Essa è stata definita durante un lungo processo di negoziazione attraverso una serie
di Conferenze delle Nazioni Unite iniziate nel 1973 ed è stata finalmente firmata a
Montego Bay in Giamaica il 10 dicembre 1982. È entrata in vigore il 16 novembre
1994, un anno dopo la firma della Guyana quale sessantesimo Stato contraente.
Questo ha segnato il culmine di 14 anni di lavori che hanno comportato la
partecipazione di più di 150 paesi, che rappresentano tutte le regioni del mondo, tutti
i sistemi giuridici e politici, tutti i gradi di sviluppo socio-economico. Quelli presenti
rappresentavano sia gli Stati costieri sia quelli geograficamente svantaggiati per
quanto riguarda gli spazi oceanici, Stati arcipelago, isole e paesi senza sbocco sul
mare. Convocata allo scopo di stabilire una regola comune per affrontare tutte le
questioni relative al diritto del mare, tenendo conto del fatto che i problemi degli
spazi oceanici sono strettamente collegati e devono essere considerati come un tutto.
Rappresenta l'apice della tendenza internazionale, acquisita in quegli stessi anni, di
ricerca di determinazioni congiunte, applicando il processo di trasformazione del
diritto ambientale in evoluzione da consuetudinario a convenzionale. Gli Stati
intervenuti si sono mostrati subito interessati e fin dal primo giorno, si registrò la
ratifica delle isole Figi. Mai prima di allora era stato dimostrato in maniera così
immediata il sostegno ad una convenzione internazionale.
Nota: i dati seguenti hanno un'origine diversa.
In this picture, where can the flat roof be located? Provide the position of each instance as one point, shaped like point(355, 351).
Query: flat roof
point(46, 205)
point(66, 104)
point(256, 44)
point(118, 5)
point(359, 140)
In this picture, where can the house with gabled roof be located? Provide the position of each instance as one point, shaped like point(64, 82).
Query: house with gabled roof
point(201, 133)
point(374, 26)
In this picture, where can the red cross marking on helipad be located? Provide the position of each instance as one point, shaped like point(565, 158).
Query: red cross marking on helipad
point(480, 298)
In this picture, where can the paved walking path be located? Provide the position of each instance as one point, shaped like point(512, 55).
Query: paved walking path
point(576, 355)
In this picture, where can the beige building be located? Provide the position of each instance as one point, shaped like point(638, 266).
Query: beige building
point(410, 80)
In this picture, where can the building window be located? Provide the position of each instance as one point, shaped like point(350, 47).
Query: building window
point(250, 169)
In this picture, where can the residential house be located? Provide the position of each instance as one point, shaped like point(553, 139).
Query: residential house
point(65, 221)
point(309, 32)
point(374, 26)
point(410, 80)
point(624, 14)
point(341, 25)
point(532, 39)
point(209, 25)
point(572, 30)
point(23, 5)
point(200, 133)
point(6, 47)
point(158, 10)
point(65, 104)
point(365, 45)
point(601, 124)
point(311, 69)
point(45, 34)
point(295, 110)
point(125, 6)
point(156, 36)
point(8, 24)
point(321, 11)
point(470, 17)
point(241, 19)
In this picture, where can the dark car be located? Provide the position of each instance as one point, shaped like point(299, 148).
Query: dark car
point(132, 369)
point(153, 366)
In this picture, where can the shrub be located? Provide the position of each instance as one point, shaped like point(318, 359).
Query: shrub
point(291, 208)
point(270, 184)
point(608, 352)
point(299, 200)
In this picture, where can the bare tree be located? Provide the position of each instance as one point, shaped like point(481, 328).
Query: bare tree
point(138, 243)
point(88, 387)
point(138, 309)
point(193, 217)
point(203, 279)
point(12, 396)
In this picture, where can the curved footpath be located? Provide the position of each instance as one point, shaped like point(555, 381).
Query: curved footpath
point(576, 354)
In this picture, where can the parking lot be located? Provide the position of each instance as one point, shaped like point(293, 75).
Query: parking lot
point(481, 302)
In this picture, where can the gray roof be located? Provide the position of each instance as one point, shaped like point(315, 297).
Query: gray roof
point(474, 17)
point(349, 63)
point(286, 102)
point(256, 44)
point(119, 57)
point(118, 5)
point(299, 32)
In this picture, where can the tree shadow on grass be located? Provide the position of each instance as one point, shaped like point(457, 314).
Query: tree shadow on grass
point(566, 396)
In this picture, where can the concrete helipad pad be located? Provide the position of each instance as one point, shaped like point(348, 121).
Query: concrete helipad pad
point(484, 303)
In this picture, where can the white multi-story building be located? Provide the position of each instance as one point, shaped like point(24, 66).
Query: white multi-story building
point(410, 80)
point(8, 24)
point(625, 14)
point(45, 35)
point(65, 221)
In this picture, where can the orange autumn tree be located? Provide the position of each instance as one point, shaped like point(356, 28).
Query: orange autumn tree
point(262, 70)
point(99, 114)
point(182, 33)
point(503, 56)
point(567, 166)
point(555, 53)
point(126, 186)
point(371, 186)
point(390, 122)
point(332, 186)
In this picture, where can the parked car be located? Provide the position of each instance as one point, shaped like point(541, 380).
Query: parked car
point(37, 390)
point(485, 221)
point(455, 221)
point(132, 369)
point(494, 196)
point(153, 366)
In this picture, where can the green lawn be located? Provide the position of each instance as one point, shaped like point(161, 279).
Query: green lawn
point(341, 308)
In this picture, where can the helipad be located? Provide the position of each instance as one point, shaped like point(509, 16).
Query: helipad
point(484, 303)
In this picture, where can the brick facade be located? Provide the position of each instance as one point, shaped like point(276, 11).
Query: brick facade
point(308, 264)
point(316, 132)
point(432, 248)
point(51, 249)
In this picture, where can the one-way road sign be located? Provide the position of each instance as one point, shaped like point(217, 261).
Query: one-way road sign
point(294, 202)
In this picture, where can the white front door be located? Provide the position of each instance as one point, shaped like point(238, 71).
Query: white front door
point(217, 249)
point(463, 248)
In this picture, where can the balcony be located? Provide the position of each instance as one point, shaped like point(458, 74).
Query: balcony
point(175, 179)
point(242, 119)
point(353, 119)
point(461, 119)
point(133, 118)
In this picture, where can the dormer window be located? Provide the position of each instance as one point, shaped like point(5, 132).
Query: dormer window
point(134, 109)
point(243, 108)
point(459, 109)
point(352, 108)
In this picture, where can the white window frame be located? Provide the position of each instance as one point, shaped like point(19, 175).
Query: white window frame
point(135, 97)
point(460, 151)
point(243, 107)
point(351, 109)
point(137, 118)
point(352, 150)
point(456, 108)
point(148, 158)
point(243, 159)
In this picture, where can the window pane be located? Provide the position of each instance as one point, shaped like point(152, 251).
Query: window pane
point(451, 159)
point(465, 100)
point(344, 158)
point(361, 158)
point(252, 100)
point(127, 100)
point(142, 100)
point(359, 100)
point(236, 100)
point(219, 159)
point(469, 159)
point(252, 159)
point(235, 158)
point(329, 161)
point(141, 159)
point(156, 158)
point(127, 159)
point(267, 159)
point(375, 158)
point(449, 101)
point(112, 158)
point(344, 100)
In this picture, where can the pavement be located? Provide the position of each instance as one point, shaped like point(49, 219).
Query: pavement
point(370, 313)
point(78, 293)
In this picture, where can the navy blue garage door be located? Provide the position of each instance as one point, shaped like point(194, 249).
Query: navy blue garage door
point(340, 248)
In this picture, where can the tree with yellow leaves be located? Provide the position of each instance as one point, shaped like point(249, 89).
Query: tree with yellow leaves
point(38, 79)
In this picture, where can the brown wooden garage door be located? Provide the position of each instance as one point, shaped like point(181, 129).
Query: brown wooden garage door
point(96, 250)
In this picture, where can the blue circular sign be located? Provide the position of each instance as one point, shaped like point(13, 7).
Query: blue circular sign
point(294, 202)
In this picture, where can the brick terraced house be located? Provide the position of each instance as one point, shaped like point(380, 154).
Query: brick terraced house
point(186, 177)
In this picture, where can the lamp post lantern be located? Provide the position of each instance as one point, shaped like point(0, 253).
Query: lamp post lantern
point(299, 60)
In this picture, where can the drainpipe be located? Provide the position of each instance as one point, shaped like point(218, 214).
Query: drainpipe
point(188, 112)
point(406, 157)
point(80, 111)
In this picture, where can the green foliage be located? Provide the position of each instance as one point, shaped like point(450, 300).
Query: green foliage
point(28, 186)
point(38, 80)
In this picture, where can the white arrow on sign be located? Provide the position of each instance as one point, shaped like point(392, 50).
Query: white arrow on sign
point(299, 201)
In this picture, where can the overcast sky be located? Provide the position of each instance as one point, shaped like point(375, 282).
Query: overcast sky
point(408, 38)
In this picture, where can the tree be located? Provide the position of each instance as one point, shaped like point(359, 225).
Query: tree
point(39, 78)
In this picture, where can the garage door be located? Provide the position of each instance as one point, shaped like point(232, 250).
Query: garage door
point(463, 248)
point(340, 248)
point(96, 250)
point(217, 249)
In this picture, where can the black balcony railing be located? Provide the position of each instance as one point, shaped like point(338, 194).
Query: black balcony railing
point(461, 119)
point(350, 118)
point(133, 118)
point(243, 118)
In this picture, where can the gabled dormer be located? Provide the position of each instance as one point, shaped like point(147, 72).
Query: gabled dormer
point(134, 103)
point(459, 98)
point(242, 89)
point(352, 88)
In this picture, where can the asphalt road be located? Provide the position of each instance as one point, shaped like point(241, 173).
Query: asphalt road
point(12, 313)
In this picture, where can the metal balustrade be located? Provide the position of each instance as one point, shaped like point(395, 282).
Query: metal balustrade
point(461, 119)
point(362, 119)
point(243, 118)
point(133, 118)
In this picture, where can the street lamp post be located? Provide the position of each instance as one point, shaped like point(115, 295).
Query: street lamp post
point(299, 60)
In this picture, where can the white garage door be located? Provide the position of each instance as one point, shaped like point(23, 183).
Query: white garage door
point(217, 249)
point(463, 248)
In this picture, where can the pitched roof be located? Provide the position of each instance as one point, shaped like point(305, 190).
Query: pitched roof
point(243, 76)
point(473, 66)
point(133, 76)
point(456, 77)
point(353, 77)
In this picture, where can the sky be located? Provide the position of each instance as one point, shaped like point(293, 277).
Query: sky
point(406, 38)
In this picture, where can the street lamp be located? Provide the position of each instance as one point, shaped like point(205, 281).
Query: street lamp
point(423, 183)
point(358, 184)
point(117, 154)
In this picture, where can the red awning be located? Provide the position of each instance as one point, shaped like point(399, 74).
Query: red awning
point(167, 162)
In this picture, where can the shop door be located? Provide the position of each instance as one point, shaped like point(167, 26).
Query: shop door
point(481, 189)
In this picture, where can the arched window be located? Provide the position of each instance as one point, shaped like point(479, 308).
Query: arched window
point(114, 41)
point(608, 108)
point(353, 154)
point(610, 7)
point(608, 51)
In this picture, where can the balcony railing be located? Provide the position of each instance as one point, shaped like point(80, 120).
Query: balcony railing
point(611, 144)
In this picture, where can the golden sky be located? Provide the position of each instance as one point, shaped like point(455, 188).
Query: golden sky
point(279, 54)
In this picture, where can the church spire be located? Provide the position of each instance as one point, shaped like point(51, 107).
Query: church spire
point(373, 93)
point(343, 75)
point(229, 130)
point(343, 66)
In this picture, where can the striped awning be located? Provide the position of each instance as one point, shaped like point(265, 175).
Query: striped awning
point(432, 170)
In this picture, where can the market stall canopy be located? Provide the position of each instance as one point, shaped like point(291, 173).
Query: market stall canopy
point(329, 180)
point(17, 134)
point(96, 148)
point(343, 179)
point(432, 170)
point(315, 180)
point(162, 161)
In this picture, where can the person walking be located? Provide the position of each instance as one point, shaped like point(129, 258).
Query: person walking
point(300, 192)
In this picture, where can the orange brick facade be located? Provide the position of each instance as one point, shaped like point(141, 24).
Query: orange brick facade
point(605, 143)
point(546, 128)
La Convenzione è multiforme e rappresenta un monumento alla cooperazione
internazionale nel processo di formazione dei trattati: la necessità di elaborare un
nuovo e completo regime di diritto del mare è stato percepito, e la comunità
internazionale ha espresso la sua volontà in questo sforzo con una partecipazione e
trasporto senza precedenti nella storia. L'elaborazione della Convenzione rappresenta
un tentativo di stabilire un vera universalità nello sforzo di raggiungere un giusto ed
equo ordine economico intenzionale che ha disciplinato gli spazi oceanici.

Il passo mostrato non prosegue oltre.